An Efficient Data Protection Architecture Based on Fragmentation and Encryption
This work provides an efficient and flexible data protection solution for end-user applications, though it appears incremental with improvements over prior methods for specific formats like bitmap.
The authors tackled data protection by proposing a scheme that combines fragmentation, selective encryption, and dispersion, achieving performance comparable to full encryption with strong security, as validated through practical experiments on hardware like GPGPU.
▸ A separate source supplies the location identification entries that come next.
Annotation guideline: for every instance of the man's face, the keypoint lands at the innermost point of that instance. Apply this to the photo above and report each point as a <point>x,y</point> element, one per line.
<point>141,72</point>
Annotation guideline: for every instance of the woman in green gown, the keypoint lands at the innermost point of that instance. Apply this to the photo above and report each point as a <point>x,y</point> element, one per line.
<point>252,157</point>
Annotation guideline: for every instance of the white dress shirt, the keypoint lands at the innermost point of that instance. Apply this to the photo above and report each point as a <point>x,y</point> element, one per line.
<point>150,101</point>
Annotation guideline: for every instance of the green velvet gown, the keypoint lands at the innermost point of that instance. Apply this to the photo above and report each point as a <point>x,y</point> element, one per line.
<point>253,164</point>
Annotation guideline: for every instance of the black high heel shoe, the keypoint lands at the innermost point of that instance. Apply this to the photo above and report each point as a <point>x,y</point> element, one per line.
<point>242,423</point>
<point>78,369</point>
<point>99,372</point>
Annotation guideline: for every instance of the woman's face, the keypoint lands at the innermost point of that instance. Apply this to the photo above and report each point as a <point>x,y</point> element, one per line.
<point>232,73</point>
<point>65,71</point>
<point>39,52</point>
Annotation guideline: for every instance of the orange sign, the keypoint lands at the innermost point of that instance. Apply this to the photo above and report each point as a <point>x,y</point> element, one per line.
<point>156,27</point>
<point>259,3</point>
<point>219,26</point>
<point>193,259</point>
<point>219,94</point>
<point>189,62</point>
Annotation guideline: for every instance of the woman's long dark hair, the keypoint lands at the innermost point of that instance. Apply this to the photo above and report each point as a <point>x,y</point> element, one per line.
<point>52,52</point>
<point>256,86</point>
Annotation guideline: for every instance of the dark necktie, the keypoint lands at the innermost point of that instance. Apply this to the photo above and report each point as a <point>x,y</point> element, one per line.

In this thesis, a completely revisited data protection scheme based on selective encryption is presented. First, this new scheme is agnostic in term of data format, second it has a parallel architecture using GPGPU allowing performance to be at least comparable to full encryption algorithms. Bitmap, as a special uncompressed multimedia format, is addressed as a first use case. Discrete Cosine Transform (DCT) is the first transformation for splitting fragments, getting data protection, and storing data separately on local device and cloud servers. This work has largely improved the previous published ones for bitmap protection by providing new designs and practical experimentations. General purpose graphic processing unit (GPGPU) is exploited as an accelerator to guarantee the efficiency of the calculation compared with traditional full encryption algorithms. Then, an agnostic selective encryption based on lossless Discrete Wavelet Transform (DWT) is presented. This design, with practical experimentations on different hardware configurations, provides strong level of protection and good performance at the same time plus flexible storage dispersion schemes. Therefore, our agnostic data protection and transmission solution combining fragmentation, encryption, and dispersion is made available for a wide range of end-user applications. Also a complete set of security analysis are deployed to test the level of provided protection.